Amaretti Rezept – Italienische Mandelmakronen
Diese ursprünglich aus dem Piemont stammenden Amaretti sind wahre italienische Klassiker. Mit nur wenigen Zutaten entstehen herrlich zarte Mandelmakronen mit intensivem Mandelgeschmack.
Diese ursprünglich aus dem Piemont stammenden Amaretti sind wahre italienische Klassiker.

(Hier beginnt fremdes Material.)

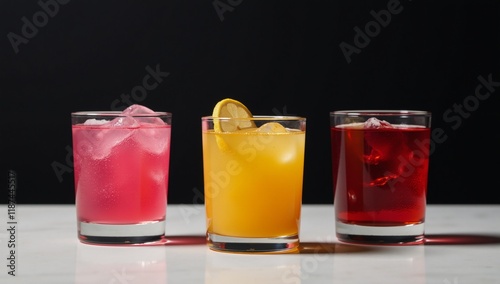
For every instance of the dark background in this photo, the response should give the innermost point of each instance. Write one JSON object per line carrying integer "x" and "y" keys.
{"x": 281, "y": 57}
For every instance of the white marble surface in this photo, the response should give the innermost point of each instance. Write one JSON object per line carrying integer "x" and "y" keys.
{"x": 463, "y": 246}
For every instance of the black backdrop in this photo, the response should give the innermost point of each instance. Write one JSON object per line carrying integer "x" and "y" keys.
{"x": 284, "y": 57}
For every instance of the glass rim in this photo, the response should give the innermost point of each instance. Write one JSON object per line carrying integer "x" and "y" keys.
{"x": 110, "y": 113}
{"x": 255, "y": 117}
{"x": 381, "y": 112}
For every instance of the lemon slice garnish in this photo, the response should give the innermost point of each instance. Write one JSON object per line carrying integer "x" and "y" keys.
{"x": 230, "y": 108}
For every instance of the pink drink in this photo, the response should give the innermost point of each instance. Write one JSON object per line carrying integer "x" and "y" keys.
{"x": 121, "y": 175}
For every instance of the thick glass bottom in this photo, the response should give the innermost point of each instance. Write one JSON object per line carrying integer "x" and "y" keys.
{"x": 390, "y": 235}
{"x": 237, "y": 244}
{"x": 140, "y": 233}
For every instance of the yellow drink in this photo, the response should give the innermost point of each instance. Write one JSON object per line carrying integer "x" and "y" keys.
{"x": 253, "y": 182}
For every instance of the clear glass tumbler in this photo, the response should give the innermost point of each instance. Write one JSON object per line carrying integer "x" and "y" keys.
{"x": 121, "y": 167}
{"x": 253, "y": 183}
{"x": 380, "y": 161}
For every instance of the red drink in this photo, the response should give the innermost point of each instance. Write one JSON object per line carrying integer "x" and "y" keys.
{"x": 380, "y": 177}
{"x": 121, "y": 176}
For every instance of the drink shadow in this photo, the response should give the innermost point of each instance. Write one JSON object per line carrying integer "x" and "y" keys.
{"x": 461, "y": 239}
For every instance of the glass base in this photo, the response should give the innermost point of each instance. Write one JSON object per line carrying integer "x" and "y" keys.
{"x": 390, "y": 235}
{"x": 237, "y": 244}
{"x": 140, "y": 233}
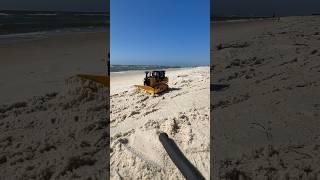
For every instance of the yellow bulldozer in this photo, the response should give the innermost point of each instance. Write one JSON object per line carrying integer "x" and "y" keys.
{"x": 154, "y": 82}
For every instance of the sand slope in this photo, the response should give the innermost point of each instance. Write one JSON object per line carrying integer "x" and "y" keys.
{"x": 56, "y": 136}
{"x": 137, "y": 118}
{"x": 266, "y": 121}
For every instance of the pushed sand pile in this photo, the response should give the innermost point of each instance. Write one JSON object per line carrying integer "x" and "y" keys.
{"x": 265, "y": 99}
{"x": 137, "y": 118}
{"x": 56, "y": 136}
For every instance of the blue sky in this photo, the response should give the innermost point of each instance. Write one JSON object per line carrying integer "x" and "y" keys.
{"x": 160, "y": 32}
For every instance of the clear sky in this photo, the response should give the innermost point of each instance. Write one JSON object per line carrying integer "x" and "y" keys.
{"x": 160, "y": 32}
{"x": 264, "y": 7}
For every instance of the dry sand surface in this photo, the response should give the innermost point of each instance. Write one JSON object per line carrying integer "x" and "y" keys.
{"x": 265, "y": 99}
{"x": 52, "y": 124}
{"x": 56, "y": 136}
{"x": 137, "y": 118}
{"x": 38, "y": 63}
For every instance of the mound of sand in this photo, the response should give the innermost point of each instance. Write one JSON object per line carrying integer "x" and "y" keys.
{"x": 269, "y": 72}
{"x": 137, "y": 118}
{"x": 56, "y": 136}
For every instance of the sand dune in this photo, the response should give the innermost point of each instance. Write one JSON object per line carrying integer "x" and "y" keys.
{"x": 56, "y": 136}
{"x": 137, "y": 118}
{"x": 266, "y": 119}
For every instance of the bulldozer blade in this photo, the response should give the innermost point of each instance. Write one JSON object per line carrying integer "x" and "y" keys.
{"x": 104, "y": 80}
{"x": 146, "y": 88}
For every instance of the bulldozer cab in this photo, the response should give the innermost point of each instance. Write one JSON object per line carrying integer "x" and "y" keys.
{"x": 153, "y": 77}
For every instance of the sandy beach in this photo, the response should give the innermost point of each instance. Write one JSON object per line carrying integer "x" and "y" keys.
{"x": 39, "y": 63}
{"x": 137, "y": 118}
{"x": 53, "y": 125}
{"x": 264, "y": 98}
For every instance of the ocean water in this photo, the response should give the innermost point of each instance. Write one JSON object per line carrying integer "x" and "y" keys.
{"x": 119, "y": 68}
{"x": 15, "y": 22}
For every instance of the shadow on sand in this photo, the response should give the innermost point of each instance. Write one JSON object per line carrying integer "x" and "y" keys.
{"x": 218, "y": 87}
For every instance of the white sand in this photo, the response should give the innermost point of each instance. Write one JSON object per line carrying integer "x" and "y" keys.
{"x": 35, "y": 64}
{"x": 62, "y": 133}
{"x": 56, "y": 136}
{"x": 266, "y": 124}
{"x": 137, "y": 118}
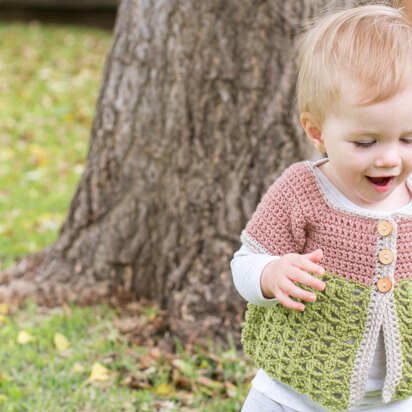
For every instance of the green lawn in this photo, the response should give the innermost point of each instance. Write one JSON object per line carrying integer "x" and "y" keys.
{"x": 49, "y": 79}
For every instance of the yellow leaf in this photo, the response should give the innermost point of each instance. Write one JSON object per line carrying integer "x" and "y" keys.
{"x": 99, "y": 373}
{"x": 4, "y": 308}
{"x": 24, "y": 337}
{"x": 61, "y": 342}
{"x": 77, "y": 368}
{"x": 163, "y": 389}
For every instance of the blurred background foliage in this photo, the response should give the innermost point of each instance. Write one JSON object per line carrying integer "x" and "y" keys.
{"x": 49, "y": 80}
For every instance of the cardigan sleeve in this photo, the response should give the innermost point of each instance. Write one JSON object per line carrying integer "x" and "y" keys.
{"x": 247, "y": 268}
{"x": 277, "y": 226}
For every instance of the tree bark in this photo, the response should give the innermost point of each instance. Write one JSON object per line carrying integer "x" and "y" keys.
{"x": 195, "y": 118}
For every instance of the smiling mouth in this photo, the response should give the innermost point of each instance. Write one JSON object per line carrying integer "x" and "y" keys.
{"x": 381, "y": 184}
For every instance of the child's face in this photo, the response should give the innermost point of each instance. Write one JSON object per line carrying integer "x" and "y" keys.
{"x": 369, "y": 147}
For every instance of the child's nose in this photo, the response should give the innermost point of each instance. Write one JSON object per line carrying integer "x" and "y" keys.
{"x": 389, "y": 157}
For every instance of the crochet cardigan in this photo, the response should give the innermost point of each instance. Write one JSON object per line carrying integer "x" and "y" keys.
{"x": 326, "y": 351}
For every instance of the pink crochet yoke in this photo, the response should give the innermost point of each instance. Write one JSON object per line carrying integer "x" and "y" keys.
{"x": 295, "y": 216}
{"x": 326, "y": 351}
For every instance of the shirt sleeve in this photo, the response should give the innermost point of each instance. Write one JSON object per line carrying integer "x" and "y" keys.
{"x": 247, "y": 268}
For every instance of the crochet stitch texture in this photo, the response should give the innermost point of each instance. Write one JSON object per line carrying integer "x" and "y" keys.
{"x": 326, "y": 351}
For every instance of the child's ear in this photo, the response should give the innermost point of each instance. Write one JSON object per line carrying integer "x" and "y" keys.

Mit nur wenigen Zutaten entstehen herrlich zarte Mandelmakronen mit intensivem Mandelgeschmack.

Amaretti gehören zu den bekanntesten italienischen Dolci und haben ihre Wurzeln im norditalienischen Piemont, wo sie bereits seit dem 18. Jahrhundert gebacken werden. Diese zarten Mandelmakronen bestechen durch ihre knusprige Außenhaut und den weichen, chewy Kern. Das Geheimnis liegt in der Verwendung von sowohl süßen als auch bitteren Mandeln, die den charakteristischen Amaretto-Geschmack verleihen. Mein authentisches Familienrezept kommt mit nur vier Grundzutaten aus und ist sogar glutenfrei. Die Amaretti sind perfekt zum Espresso, als Dessert oder kleines Mitbringsel.
Amaretti haben ihren Ursprung in Norditalien, vermutlich in der Lombardei oder im Piemont, wo Mandeln seit Jahrhunderten in der Konditorei eine zentrale Rolle spielen. Der Name leitet sich vom italienischen ‚amaro‘ (bitter) ab und verweist auf die charakteristische Bittermandel, die dem Gebäck seinen unverwechselbaren Geschmack gibt. Heute sind sie in ganz Italien verbreitet und existieren in zwei Hauptvarianten: die knusprigen ‚Amaretti di Saronno‘ und die weicheren ‚Amaretti morbidi‘ aus Sassello.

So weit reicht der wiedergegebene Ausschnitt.